In March 1995, 45 beach recorders from the Tanzanian Fisheries Department, Ministry of Tourism, Natural Resources and Environment, conducted a fishing village frame survey (FS) at the Tanzanian coast of Lake Tanganyika with help of LTR. Results were compared with historical data from annual statistics reports by the Fisheries Department.

The Tanzanian fleet consisted of 3,009 vessels in the Kigoma Region and 1,853 vessels in the Rukwa Region. In both regions there were approximately 76.2%, 20.4% and 3.5% (3,707 and 991 and 168) of fishing vessels, auxiliary boats (light boats) and transport vessels respectively. Fishing by wooden/planked canoes, catamarans, dugout canoes, trimarans and industrial units was 60.3%, 25.4%, 12.3%, 0.4% and 0.1% (2,834 and 1,194 and 577 and 19 and 4) respectively.

The traditional fishery employed 6,747 hand lines, 2,917 gill nets, 410 long lines and 271 scoop nets. The artisanal fishery employed 1,158 liftnets, 496 beach seines and 4 Apollo liftnets. Four industrial units were observed. The highest concentrations of liftnets and industrial units, 760 and 3 respectively, were in the Kigoma Region. The highest concentration of beach seines, 280, was in the Rukwa Region.
Historical data as estimated from FS were available for the period 1967 to 1995. Between 1971 and 1983 the fishing fleet increased in size. From 1984 to the present the number of fishermen remained relatively constant, on average 13,760, but at a lower level than in 1983, 16,558, while the number of fishing vessels declined rapidly to a value employed before 1972. These observations probably reflected the change from a fishery mainly based on traditional fishing methods, using one boat, to one predominantly based on artisanal fishing methods utilizing catamarans. In particular the use of traditional scoop nets and gill nets declined to 5% and 7% respectively of the maxima recorded in the last 22 years.

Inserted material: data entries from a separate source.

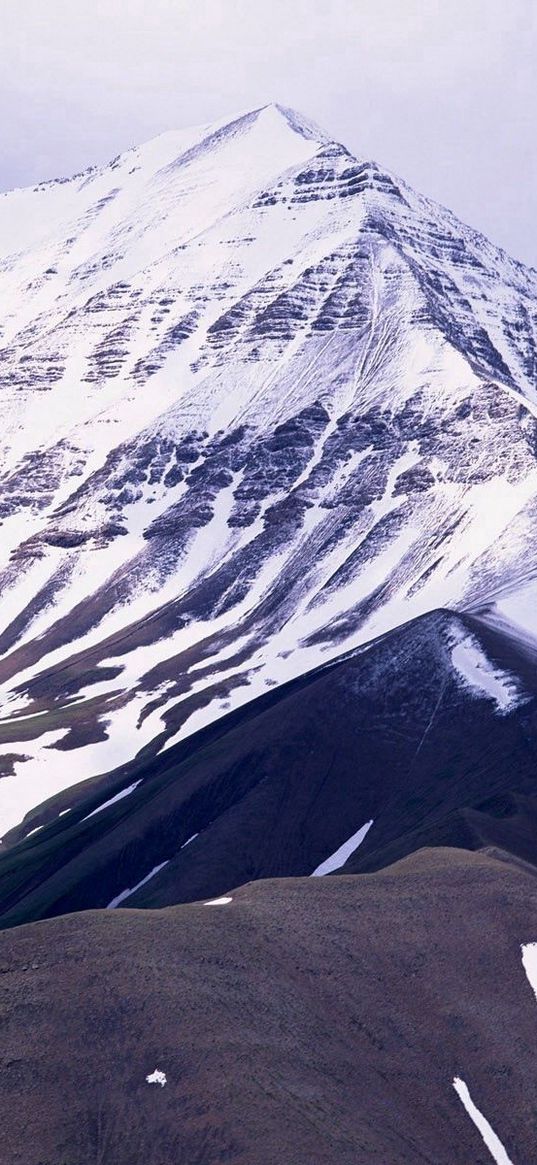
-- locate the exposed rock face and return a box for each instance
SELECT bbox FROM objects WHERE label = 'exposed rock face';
[0,106,537,832]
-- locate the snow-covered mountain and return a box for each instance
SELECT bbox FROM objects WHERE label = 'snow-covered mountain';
[0,105,537,832]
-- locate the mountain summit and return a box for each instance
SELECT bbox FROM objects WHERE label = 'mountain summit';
[0,105,537,833]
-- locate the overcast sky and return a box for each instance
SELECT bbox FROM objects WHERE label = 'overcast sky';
[0,0,537,266]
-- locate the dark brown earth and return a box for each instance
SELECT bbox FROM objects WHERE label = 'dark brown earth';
[0,848,537,1165]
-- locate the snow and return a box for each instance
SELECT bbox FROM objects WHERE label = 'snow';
[106,857,170,910]
[146,1068,168,1088]
[0,105,537,829]
[181,833,199,849]
[311,818,373,877]
[83,781,141,821]
[453,1076,513,1165]
[521,942,537,998]
[451,634,527,713]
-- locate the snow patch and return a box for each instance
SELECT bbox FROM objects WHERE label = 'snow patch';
[453,1076,513,1165]
[146,1068,168,1088]
[521,942,537,1000]
[83,781,141,821]
[310,818,373,877]
[451,634,527,713]
[106,857,170,910]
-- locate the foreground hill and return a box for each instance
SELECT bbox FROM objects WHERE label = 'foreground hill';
[0,849,537,1165]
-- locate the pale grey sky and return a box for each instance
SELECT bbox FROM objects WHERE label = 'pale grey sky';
[0,0,537,266]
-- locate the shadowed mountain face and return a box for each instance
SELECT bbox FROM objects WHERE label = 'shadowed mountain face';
[0,106,537,834]
[0,612,537,925]
[0,849,537,1165]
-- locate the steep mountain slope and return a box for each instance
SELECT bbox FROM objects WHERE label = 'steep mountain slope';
[0,613,537,926]
[0,849,537,1165]
[0,97,537,832]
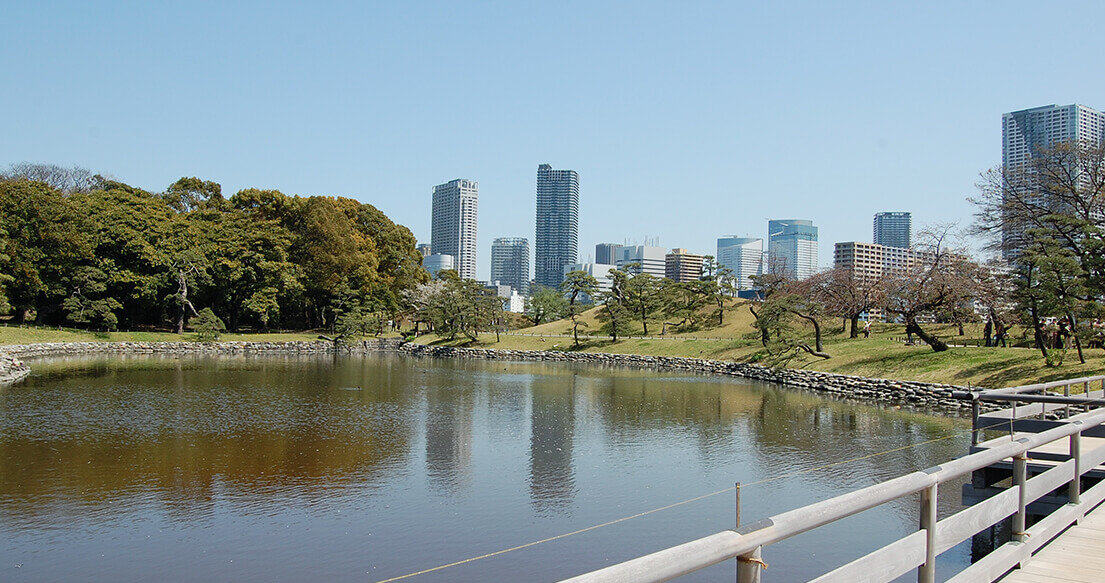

The employment of artisanal liftnets has steadily increased since the first records in 1977.

Incomplete, historical data as estimated from CAS were available for the period between 1950 and 1992. The total catch increased rapidly during 1983-1985 (on average 107,143 MT per year) to more than twice the total annual weight caught in 1978-1982 (on average 41,418 MT per year). This was caused in particular by the expanding artisanal fisheries. The contribution of the total industrial catch during these years was negligible, <0.5% of the total catch.

The following recommendations are made:
(1) a different CAS system should be used,
(2) the annual statistics report by the Fisheries Department should be more specific,
(3) the type of fishing vessel and the number of fishing nights per type should be given,
(4) the Fisheries Department should collect data on annual catches from industrial fishing companies operating on Lake Tanganyika and
(5) an adequate budget should be available for Tanzania to carry out monthly CAS and annual FS.